A partir de ces mesures, une seconde zone (rayon moyen de 10 km de rayon) a été définie qui inclut les territoires les plus contaminés. Dans ces territoires, situés à l’ouest et au nord du réacteur accidenté, la contamination du sol dépasse le million de Bq par km². 20 ans après l’accident, plus de 95 % de l’activité totale déposée est concentrée dans les quinze premiers centimètres de sol.

 

Les déchets dans la zone d'exclusion

Vue du sarcophageAu moment de l’accident, le réacteur contenait environ 190 tonnes de combustible nucléaire. Pendant, l’explosion ou après, une fraction correspondant grossièrement à 90 % du combustible a fondu dans le fond du bâtiment du réacteur ou s’est retrouvée aux divers niveaux des structures supérieures. Afin de confiner cette grande quantité de matières radioactives, un sarcophage a été construit autour du réacteur, dans les premiers mois qui suivirent l’accident.

Des débris de combustible ont étaient entraînés au loin sous forme de particules fines, contaminant fortement des matériaux de toute nature (sols, végétaux, béton…). Les matériaux les plus contaminés, ainsi que les équipements qui ont servi aux interventions durant l’accident, en particulier lors de la construction du sarcophage, ont été collectés. D’énormes volumes de déchets radioactifs ont ainsi été générés, qui ont été éliminés dans des décharges et des tranchées mal isolées de l'environnement.

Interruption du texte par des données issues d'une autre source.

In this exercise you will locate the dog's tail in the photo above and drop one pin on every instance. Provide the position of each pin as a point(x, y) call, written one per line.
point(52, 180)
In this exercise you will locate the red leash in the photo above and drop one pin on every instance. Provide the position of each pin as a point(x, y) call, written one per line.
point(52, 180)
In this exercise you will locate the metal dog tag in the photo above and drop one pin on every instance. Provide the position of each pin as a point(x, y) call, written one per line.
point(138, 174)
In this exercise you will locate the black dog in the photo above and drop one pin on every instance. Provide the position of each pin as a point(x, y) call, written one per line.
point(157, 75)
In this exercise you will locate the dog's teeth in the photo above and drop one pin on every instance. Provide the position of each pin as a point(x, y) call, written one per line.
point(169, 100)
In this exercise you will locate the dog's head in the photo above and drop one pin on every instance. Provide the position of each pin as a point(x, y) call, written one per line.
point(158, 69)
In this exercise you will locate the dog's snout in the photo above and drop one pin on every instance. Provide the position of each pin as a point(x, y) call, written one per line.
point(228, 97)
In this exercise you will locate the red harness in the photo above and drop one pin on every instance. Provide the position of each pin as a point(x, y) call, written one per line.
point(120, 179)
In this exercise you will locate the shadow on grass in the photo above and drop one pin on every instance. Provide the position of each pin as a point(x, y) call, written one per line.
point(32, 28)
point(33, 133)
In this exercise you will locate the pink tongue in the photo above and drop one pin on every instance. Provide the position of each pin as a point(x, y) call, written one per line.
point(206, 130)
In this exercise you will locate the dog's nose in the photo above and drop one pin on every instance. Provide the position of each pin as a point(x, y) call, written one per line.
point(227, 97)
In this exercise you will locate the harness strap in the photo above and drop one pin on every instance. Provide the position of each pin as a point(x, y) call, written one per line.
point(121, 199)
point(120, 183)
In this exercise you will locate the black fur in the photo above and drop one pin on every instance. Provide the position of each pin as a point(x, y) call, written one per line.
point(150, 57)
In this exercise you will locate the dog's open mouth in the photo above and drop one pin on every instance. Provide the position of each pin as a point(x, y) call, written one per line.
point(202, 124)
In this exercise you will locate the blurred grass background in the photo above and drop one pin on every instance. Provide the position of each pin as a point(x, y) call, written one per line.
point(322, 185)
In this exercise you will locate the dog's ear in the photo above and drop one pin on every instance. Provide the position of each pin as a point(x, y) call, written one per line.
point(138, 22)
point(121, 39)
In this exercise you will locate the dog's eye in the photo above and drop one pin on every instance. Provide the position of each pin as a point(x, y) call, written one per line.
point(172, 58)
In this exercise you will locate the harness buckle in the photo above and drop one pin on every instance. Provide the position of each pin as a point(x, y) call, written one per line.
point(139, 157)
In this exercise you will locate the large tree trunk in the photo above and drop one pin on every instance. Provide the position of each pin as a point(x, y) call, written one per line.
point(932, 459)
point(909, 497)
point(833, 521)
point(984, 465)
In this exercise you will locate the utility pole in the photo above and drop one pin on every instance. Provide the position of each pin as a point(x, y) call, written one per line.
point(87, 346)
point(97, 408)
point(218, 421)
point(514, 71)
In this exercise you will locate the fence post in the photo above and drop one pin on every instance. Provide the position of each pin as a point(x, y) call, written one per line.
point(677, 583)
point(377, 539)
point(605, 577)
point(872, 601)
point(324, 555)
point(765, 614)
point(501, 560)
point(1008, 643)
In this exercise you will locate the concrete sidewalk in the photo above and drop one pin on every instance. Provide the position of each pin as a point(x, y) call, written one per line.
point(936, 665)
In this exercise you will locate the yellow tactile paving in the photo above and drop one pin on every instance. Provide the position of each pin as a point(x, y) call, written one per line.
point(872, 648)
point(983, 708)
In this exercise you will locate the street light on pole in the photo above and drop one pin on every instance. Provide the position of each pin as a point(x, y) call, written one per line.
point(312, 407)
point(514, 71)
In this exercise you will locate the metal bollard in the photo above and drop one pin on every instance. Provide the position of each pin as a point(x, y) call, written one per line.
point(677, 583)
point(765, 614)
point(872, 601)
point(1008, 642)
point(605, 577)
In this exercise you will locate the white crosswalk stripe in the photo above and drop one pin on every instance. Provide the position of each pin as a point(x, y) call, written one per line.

Leur recensement a fait l’objet de travaux auxquels l’IRSN a pris part dans le cadre de l’Initiative Franco-Allemande pour Tchernobyl, l’IFA (voir Entreposages de déchets et stratégies de gestion des déchets). Ces travaux ont permis de rassembler, dans une base de données, les informations relatives aux stockages de déchets créés dans les territoires contaminés. Plus de 800 sites ont ainsi été créés, principalement dans la partie ukrainienne de la zone d’exclusion.

En 2006, moins de 50 % des sites d'entreposage pour les déchets de Tchernobyl avaient été étudiés. Il est par conséquent été impossible d'évaluer en totalité les volumes et le niveau de contamination de ces déchets. 

Cimetière des hélicoptères utilisés dans les jours qui suivirent l’accident afin d’arrêter l’incendie Cimetière des équipements contaminés utilisés pendant et après l’accident (photos Patrick Landmann)

 A gauche : Cimetière des hélicoptères utilisés dans les jours qui suivirent l’accident afin d’arrêter l’incendie.
A droite : Cimetière des équipements contaminés utilisés pendant et après l’accident
(photos Patrick Landmann).
 

 

Études de l'IRSN dans la zone d'exclusion

Depuis juin 1999, l’IRSN dispose d’une plate-forme expérimentale à proximité du réacteur accidenté. Cette plate-forme expérimentale, située à quelques kilomètres à l’ouest de la centrale accidentée de Tchernobyl, se compose d’une tranchée de stockage de déchets instrumentée et d’un jardin potager expérimental.

Menés en collaboration avec des Instituts ukrainiens de Radioécologie Agricole (UIAR) et des Géosciences (IGS), les programmes poursuivis dans ce cadre abordent :

  • l’étude du comportement des radionucléides dans les sols et l’extension de la contamination dans la nappe,
  • l’étude des transferts de la radioactivité du sol vers les plantes.